Hmm, no, gcc does not mash input files together in this manner. It's
hard to imagine a valid C file that does not end with ; or }. On the
other hand, it is conceivable that a preprocessor directive not ending
in a newline, when manually concatenated with another file to form
input to the compiler, might cause an unexpected problem...

In ages past, I believe such lexical warnings helped flag media
problems such as a missing card, bad parity, truncated file, and such.
I am not certain that remains the rationale for this warning, however
-- since C is strict about nesting braces and statement termination (as
noted above), file corruption is likely to abort compilation anyway.
 
D

David Schwartz

David Schwartz wrote:
Hmm, no, gcc does not mash input files together in this manner.

Who was talking about gcc?
It's
hard to imagine a valid C file that does not end with ; or }.

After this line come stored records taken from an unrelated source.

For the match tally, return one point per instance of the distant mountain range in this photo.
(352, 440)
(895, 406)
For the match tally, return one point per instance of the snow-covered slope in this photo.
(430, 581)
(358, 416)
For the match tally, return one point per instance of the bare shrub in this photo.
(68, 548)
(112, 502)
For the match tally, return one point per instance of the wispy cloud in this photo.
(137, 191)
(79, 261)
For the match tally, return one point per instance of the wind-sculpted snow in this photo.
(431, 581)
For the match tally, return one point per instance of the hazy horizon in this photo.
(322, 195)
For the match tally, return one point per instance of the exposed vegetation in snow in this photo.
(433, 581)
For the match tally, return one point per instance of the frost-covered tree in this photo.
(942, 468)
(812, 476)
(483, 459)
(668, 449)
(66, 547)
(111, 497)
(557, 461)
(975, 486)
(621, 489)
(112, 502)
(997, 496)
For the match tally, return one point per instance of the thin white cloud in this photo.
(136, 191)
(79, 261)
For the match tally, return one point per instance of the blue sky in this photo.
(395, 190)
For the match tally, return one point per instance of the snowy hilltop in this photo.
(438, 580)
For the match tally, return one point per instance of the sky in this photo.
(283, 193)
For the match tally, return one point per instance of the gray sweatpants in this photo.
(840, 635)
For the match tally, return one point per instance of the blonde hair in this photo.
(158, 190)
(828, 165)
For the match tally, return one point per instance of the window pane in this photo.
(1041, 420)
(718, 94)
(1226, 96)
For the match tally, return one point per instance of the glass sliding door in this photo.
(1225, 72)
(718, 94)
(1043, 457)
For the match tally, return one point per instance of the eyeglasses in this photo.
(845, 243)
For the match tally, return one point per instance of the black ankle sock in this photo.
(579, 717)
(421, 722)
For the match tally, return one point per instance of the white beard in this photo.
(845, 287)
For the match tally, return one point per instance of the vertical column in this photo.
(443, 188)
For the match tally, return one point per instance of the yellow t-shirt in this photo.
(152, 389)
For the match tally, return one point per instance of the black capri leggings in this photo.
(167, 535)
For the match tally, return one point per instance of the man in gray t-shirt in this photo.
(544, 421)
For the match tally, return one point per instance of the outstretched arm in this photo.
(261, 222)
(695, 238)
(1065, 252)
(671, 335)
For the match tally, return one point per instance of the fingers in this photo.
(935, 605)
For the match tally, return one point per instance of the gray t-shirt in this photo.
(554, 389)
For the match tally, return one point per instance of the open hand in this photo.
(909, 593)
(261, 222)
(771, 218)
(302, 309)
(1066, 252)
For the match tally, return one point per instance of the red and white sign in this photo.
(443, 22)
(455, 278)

On the contrary, most header files end with a preprocessor directive.
On the
other hand, it is conceivable that a preprocessor directive not ending
in a newline, when manually concatenated with another file to form
input to the compiler, might cause an unexpected problem...

Exactly.
In ages past, I believe such lexical warnings helped flag media
problems such as a missing card, bad parity, truncated file, and such.
I am not certain that remains the rationale for this warning, however
-- since C is strict about nesting braces and statement termination (as
noted above), file corruption is likely to abort compilation anyway.

I think it's just for logical consistency. A text file consists of
lines. A line is defined as ending with a line terminator.